Regarding the origin of this idea, CEO Tatu Miettinen told TFN, “The original motivation behind the company was both personal and market-driven. When my daughter Elea was born, I started thinking about how many diapers a single child uses every day and what materials are actually inside them. Looking deeper into the industry revealed a much bigger issue: the core absorbent material used in most hygiene products today is superabsorbent polymer (SAP), which is a petroleum-based plastic.”

“Globally, hundreds of billions of diapers are used every year, creating a major sustainability challenge. At the same time, similar absorbent materials are also used in agriculture for soil water retention. That led us to explore whether a cellulose-based alternative could replace petroleum-based absorbents in both hygiene products and agricultural applications,” he added. 

Miika Nikinmaa, co-founder, said, ”I’ve dreamed of starting my own company since I was a child. When I heard Tatu’s passionate vision and recognised the enormous need for sustainable cellulose-based alternatives in the hygiene sector, it was a no-brainer — we had to make this happen! We threw ourselves into it, working intensely together, bouncing ideas back and forth, and from that energy and determination, Elea & Lili were born.”

What makes its technology different? 

Elea & Lili’s CSA represents a new cellulose-based absorbent material platform designed to replace petroleum-based superabsorbent polymers. While cellulose is widely used in hygiene products today, traditional fibres cannot match the absorption performance of synthetic superabsorbent polymers. CSA transforms cellulose into a high-performance absorbent capable of storing large volumes of liquid while preserving cellulose’s environmental benefits.

The technology is designed to be compatible with existing hygiene product manufacturing, which is important for large-scale adoption. The same material platform can also be used in agriculture to improve soil water retention, helping crops withstand drought conditions while reducing reliance on petroleum-based absorbent polymers.

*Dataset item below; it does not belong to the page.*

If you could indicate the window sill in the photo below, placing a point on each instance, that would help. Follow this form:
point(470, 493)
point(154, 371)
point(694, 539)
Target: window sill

Absorbent polymers are used across multiple industries, and replacing petroleum-based SAP with a cellulose-based alternative could fundamentally change how absorbent materials are produced.

“Hygiene and agriculture are equally strategic entry points for us. In both markets, absorbent materials are mission-critical components – and today they are fossil-based. We are replacing them with a scalable biomaterial,” says Tatu Miettinen, CEO and Co-founder.

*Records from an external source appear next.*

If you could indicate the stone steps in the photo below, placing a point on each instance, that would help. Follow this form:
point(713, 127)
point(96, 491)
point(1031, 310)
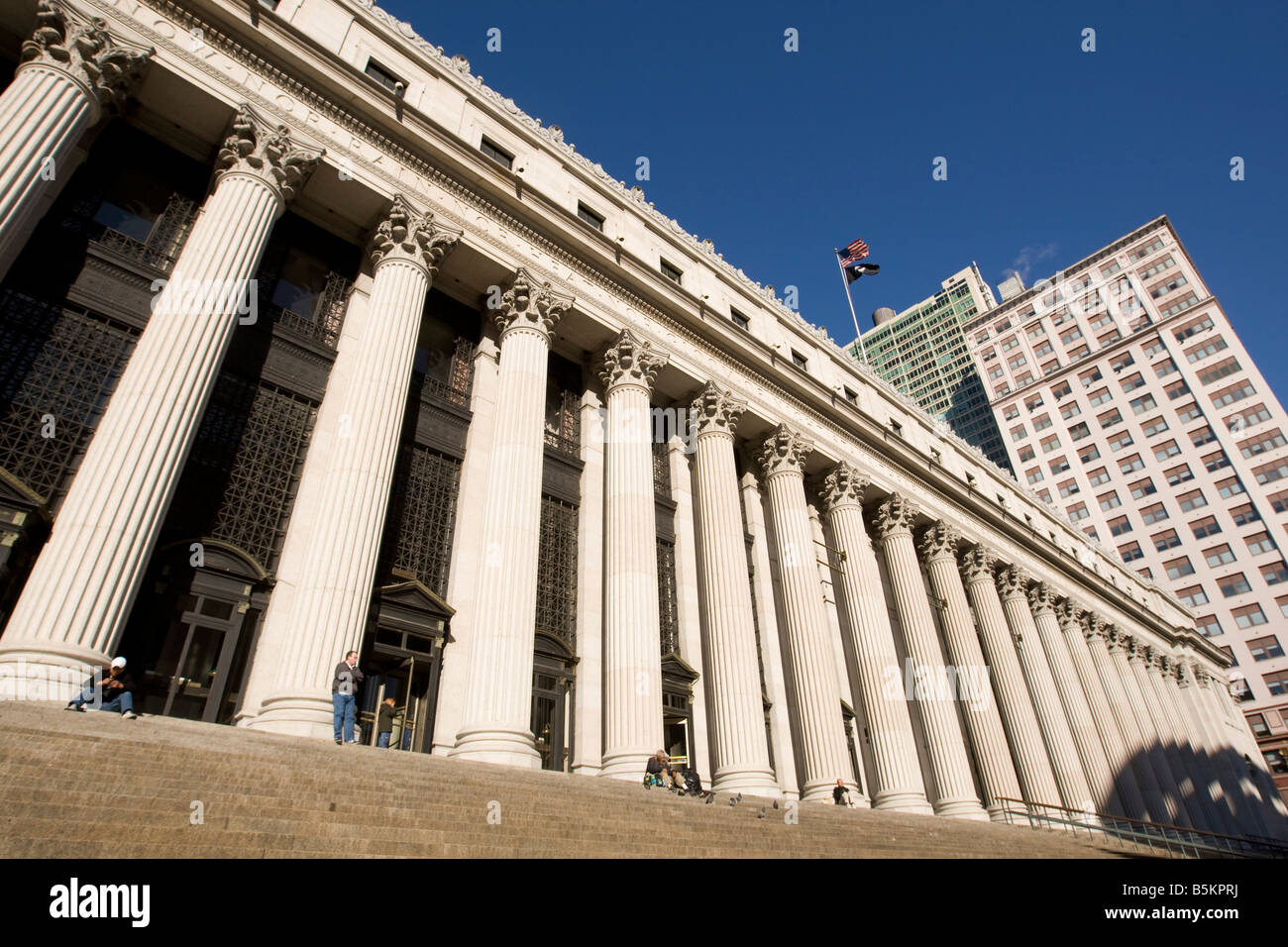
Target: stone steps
point(78, 785)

“In 2019, the birth of my daughter Elea was medically complex and involved time in neonatal intensive care. The experience profoundly reshaped our family’s perspective. At that moment, I decided: if she recovers, I will dedicate myself to building something meaningful and sustainable for the next generation,” says Miettinen. “We are not creating a niche eco-product. We are replacing a global material category,” says Miettinen.

“I have been waiting for a non-fossil alternative, and Finland’s top expertise in biomaterials makes it natural for it to emerge from here. Today, a good part of those 170 billion diapers remains in our soils forever, and we grow food in microplastics,” says Timo Ahopelto, Founding Partner of Lifeline Ventures.